When applying for entry-level jobs, you want to demonstrate that you know your place and aren’t expecting to run the company. No one wants to hire people who are too big for their britches, so you have to find a way to show off your most impressive skills and experiences without sounding presumptuous. Listing student film projects on your resume can lead to this trap if you're not careful. If the entire experience section of your resume is organized by film titles and roles like executive producer, director, and writer without context, it will look like you’ve produced a bunch of content no one has ever heard of, and you’re going to sound like a quack. Instead, make it clear that these were all student films. Student film projects provide valuable experience but aren’t necessarily representative of working in the industry, so if you call attention to the fact that you worked on these films within the school setting (you may even want to list them in the education section if you have enough internships in the experience section), you’ll come across as a candidate with reasonable expectations for your first job. Which leads us to our next point . . .

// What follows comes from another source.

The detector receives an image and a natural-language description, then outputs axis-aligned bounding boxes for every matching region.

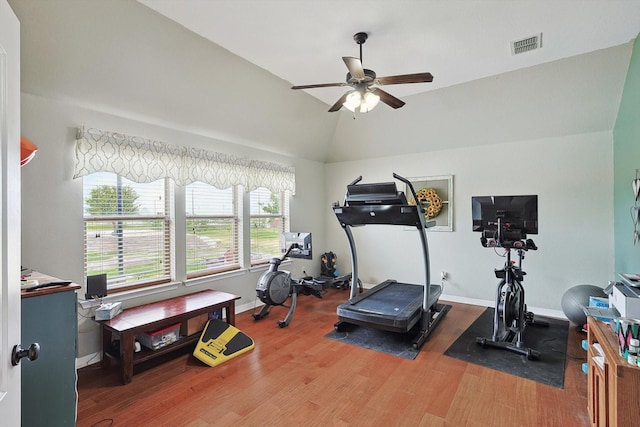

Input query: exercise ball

3. Administrative skills matter.
Your first job in the entertainment industry will likely be some sort of assistant position -- executive assistant, writers’ assistant, production assistant, etc. And all of these roles require administrative skills that are far below what you’re capable of. Yes, it’s weird that you have to start your career off as a glorified secretary, but that’s just the way it is. And because of this, you need to remember to include administrative skills on your resume -- rolling calls, managing schedules, booking travel, reconciling expenses, maintaining office organization -- the job posting will list specifically what’s needed, so use it as a guide for what keywords to include on your resume. It can be tempting to brag about how you were the chairperson of your campus's business association, leading meetings, drafting proposals, and managing club members, but it's actually more important to list the administrative and organizational skills you gleaned from that experience. It's counterintuitive, but your resume is about proving you can do the job at hand, not about listing every achievement in your life.